NOTE: Some fryer cleaning solutions require a vinegar rinse. Please check product instructions.

  1. Ensure the bucket/tub/pan is under the drain. ▼OPEN DRAIN displays.

  2. Press ▼OPEN DRAIN. The drain opens.

  3. Use clean water to rinse the side walls and bottom of the vat.

  4. Stop when the bucket/tub/pan is full or the unit is rinsed clean.

  5. Press the ►◄CLOSE DRN button.

  6. Remove the bucket/tub/pan from under the fryer and dispose.

  7. Repeat steps 2 through 5 until the vat is rinsed clean of cooking debris, cleaner and dirty water.

  8. Press the ►◄CLOSE DRN button.

  9. Ensure the bucket/tub/pan is under the drain. 10)Press the next► button. =PURGE= ►PUMP displays. 11)Proceed to Purge the Oil Lines.

Purge the Oil Lines

Clear dirty, unusable oil, water and debris from the oil lines by doing the following:

  1. Confirm the fresh oil tank has new oil in it.

  2. Press and hold the ►PUMP button until clean, fresh oil comes through the jets in the bottom of the vat.

  3. To clear the oil from the vat, refer to Rinse the Vat With Clean Water.

  4. Once the vat is rinsed, press the next► button. ==WIPE== ▼OPEN DRAIN display.

  5. Proceed to Wipe the Vat

Wipe the Vat

  1. Place a bucket/tub/pan under the fryer.

  2. Press the ▼OPEN DRAIN button.

  3. Use a clean towel to wipe the sides and bottom of the pot.
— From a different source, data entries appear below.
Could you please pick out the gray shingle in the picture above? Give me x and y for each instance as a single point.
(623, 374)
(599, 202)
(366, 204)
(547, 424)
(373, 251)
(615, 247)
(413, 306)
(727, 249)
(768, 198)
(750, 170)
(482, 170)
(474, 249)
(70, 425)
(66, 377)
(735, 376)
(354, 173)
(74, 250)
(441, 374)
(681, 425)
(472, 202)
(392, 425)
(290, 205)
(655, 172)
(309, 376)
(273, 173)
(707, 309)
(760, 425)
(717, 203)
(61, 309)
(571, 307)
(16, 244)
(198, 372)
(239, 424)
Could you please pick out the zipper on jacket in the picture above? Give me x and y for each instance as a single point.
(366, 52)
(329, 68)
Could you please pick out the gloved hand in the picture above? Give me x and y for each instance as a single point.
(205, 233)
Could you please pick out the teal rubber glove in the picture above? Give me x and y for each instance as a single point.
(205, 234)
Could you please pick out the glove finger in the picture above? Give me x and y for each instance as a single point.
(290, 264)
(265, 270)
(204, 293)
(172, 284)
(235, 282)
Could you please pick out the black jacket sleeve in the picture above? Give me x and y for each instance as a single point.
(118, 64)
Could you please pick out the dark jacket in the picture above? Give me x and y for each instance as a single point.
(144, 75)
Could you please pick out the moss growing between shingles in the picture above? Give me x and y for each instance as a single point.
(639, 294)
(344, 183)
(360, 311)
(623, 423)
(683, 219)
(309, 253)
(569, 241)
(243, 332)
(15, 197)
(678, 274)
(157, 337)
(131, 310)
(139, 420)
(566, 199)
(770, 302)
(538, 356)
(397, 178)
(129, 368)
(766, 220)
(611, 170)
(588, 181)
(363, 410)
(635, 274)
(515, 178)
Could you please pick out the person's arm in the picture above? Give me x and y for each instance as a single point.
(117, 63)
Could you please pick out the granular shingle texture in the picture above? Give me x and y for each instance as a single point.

Guide all the remaining water and debris down the drain.

  4. Press the ►◄CLOSE DRN button to close the drain.

  5. Remove the bucket/tub/pan from under the fryer and dispose.

  6. Press the next► button. EXIT CLEAN-OUT? displays.

  7. Proceed to Exit Confirmation.

Exit Confirmation

  1. If the clean-out process is completed, press the YES button. If the drain is open, the control board automatically closes the drain. KEEP OFF UNTIL FILLED displays.

  2. If the power switch is in the ON position, move it to the OFF position to power off the unit.

  3. Fill the vat with fresh oil to the lower oil indicator line on the side of the vat.

  4. Once the vat is filled with fresh oil, the fryer is ready for normal operations.